Feito um estranho paradoxo, essa luta expõe o medo e a coragem, pois lutar é sentir o milagre de permanecer vivo, desafiar distâncias e impossibilidades. É sentir o sabor do imprevisível, de onde é gerada a apreensão e o espanto se mostra ante o desconhecido, sem “ressentimentos e mágoas”: “Amigos, sendo guerreiro derrotado/ em todas as batalhas, guerras e lutas,/ não retiro a armadura e o orgulho// de ser apenas alguém que,/ sem ressentimento e mágoas/ sabe a distância entre o tudo e o nada.”

Os atos rotineiros do cotidiano na perspectiva da paz exigem ânimo, disponibilidade e inteireza do corpo para a prática e a consecução da luta. Uma dor corporal intensa, sentida num momento específico, ou mesmo repetida, pode ser motivo racional para se escrever poesia, mas não naquele momento em que alguém a vivencia. Talvez num momento futuro ela venha a se manifestar e transformar-se na forma da poesia, provando o gosto da vitória do poeta que a ultrapassou. A luta é a capacidade de intentar vencer a dor e o sofrimento, de buscar a vitória na derrota, de saber do equilíbrio e da tensão que personificam “a distância entre o tudo e o nada”.

Antônio Campos soube guardar muito bem um segredo, o segredo de ser poeta. É possível que só alguns poucos sabiam da existência do Antônio poeta, além dele mesmo. Conhecia-se mais o Antônio prosador de Território da palavra, livro que traz em combinação eclética crônicas, cartas, artigos. Mas agora o poeta Antônio Campos faz parte definitivamente desse grande coro de poetas que eleva Pernambuco a um estado largo e consequente na contribuição à poesia brasileira de todas as épocas.

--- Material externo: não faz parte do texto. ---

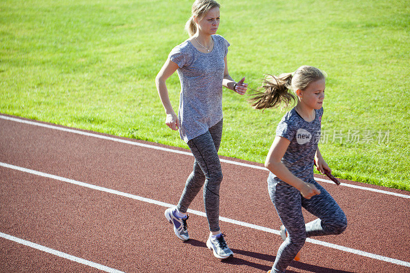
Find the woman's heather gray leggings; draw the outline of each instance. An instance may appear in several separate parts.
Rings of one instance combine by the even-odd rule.
[[[222,138],[223,119],[208,132],[188,142],[194,155],[194,170],[191,173],[177,207],[185,213],[191,202],[203,186],[203,203],[211,232],[219,230],[219,186],[222,170],[218,150]]]

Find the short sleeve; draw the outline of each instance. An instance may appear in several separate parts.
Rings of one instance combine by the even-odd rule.
[[[185,55],[181,52],[181,49],[178,47],[175,47],[170,52],[168,58],[178,65],[180,68],[185,64]]]
[[[228,41],[228,40],[226,39],[225,39],[224,38],[223,38],[223,37],[222,37],[222,39],[223,39],[223,49],[224,49],[224,50],[225,51],[224,53],[223,53],[224,54],[223,57],[224,58],[225,57],[227,56],[227,55],[228,55],[228,47],[229,46],[230,46],[231,44],[229,44],[229,42]]]
[[[295,129],[283,120],[281,121],[276,127],[276,136],[284,137],[290,141],[292,141],[295,134]]]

POEMAS DA SÉRIE INÉDITA A OUTRA VOLTA DO SOL


CANÇÃO PARA UM MESMO REGRESSO

À memória de João Cabral de Melo Neto


Porque não rejeitou o Nordeste

regressa sempre ao mesmo

Sertão antigo e bravio.


Não teve a leviana vaidade

para afogar noutras ondas

os traços agrestes da terra,


os laços mais fortes que o visgo

que puxa o pássaro à gaiola

e prende os peixes no rio.


Não teve a necessária vontade

de se fazer noutros longes

da mesma cidade e caatinga:


A calma firme agrestina

de poeta sem alarde ou viola

deu impulso a seus passos na vida.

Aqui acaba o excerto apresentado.